When Students Struggle to Comprehend: Vocabulary



Teaching students to decode words is the first major challenge for reading teachers.  The next is helping them comprehend what they read.  As a reading specialist in a high school, I've spent hundreds of hours  assessing students' ability to read using everything from ACT results to the Basic Reading Inventory by Johns.  Usually when they come to me they can pronounce the words.  The hard part is identifying who the word callers are...those students who can say the words, but don't understand.  And trust me when I say it: they exist in every classroom.

If it is frustrating to pinpoint our students' deficits, let us not forget how frustrating it must be for them.  They sit in class and all too often pass for proficient reads based on their ability to real aloud, knowing the whole time that they really don't understand...too embarrassed to ask a bunch of questions.  If their struggles are exposed by one of the many tests we administer, the exact struggle is not identified.  And, even if it is, the results may suggest something that isn't really true.

So, what do you do?  Start by teaching students vocabulary.  Here are a few tips...

#1: Teach students word parts.  This helps them to make associations.  For example, if they know that malnutrition means bad nutrition, then they can start to connect the prefix to other words.  They might not know what malady means, but they can process that it is something bad.

#2: Teach students context clues.  When I introduce a reading I make a table.  In the first column is the vocabulary used in a sentence.  In the second column students write what they think it means based on that sentence.  In the third column, they circle the context clue they used (analogy, definition, example, inference).  In the fourth column they read the word as it is used in one of the sentences in the reading.  In the last column they reword the sentence from the reading.  This is a great pre-reading activity.

#3: Have students do word sorts.  Give them words on individual slips of paper and have them arrange them in categories.  This helps them work on word associations.
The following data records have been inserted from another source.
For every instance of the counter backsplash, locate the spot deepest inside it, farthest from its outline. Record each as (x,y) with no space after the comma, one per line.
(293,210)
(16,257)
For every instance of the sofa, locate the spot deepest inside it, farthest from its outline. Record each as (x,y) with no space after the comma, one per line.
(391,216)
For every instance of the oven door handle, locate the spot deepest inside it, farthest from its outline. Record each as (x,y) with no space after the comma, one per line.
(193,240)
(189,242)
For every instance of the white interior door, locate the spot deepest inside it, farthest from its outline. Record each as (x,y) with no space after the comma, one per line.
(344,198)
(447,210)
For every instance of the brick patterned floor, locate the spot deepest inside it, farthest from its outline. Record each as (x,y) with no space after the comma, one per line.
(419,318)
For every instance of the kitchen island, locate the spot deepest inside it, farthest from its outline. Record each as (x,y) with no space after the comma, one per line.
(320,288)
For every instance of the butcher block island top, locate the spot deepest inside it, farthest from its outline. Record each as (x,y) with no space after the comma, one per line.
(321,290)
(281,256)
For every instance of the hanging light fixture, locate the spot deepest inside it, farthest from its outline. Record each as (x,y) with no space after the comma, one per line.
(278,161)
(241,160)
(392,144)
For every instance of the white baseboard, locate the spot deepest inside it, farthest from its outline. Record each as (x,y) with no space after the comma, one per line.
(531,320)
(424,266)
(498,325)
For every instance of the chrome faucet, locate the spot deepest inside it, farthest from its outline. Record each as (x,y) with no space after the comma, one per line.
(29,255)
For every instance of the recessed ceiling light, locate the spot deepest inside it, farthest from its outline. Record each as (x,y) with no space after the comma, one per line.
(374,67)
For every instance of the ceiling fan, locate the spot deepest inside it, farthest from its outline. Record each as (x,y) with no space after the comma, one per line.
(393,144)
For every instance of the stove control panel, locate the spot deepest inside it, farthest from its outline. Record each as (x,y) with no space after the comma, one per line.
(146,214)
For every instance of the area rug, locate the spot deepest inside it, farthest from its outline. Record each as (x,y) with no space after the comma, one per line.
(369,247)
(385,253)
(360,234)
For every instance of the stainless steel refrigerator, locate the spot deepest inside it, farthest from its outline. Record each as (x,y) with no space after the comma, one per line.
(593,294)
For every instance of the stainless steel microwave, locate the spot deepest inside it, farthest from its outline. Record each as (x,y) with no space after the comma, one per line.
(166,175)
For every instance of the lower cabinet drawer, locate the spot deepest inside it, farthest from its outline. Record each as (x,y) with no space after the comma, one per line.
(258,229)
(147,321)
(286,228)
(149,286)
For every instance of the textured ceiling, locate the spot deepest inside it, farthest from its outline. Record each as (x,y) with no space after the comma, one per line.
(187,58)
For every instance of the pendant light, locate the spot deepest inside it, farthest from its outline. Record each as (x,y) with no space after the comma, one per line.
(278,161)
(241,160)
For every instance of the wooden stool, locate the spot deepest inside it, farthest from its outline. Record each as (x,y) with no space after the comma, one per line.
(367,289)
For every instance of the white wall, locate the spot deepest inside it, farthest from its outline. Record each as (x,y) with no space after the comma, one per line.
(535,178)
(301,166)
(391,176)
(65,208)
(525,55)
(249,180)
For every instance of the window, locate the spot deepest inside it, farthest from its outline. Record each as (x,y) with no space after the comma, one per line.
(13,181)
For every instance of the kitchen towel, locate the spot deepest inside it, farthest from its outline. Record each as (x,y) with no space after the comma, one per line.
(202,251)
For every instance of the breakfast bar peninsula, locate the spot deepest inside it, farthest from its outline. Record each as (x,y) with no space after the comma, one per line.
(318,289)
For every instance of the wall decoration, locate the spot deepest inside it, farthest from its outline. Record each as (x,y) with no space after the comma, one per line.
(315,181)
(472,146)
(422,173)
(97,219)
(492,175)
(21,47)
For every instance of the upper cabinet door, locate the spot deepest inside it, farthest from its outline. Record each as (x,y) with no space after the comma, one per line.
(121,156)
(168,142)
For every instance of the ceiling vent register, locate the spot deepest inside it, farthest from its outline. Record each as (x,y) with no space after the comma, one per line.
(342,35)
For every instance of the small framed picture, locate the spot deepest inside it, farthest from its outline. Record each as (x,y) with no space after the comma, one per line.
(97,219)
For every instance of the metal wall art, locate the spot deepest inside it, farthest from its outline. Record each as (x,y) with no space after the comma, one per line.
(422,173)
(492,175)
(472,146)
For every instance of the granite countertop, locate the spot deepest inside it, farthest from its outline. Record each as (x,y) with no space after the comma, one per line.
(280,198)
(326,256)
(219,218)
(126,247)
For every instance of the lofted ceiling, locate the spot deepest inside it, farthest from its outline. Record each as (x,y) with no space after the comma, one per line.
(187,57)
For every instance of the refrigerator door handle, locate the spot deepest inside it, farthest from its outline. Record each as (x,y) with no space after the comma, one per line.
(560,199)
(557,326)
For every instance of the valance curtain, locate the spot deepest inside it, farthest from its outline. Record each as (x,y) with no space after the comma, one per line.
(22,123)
#4: Don't overwhelm them.  Giving students a list of 5 words a week is plenty.  Make sure these words are relevant to what they're studying.  Pick the words that are key to understanding the lesson's central text.  These are the words that they will use to discuss and write about the text, thus creating meaningful and lasting connections.

#5: Put the words on a word wall.  Refer to the wall.  Have them decorate it with visual cues.  Make it interactive.

#6: Use word maps to allow students to interact with the vocabulary in a variety of ways. They can define it, use it in a sentence, draw it, identify synonyms, etc.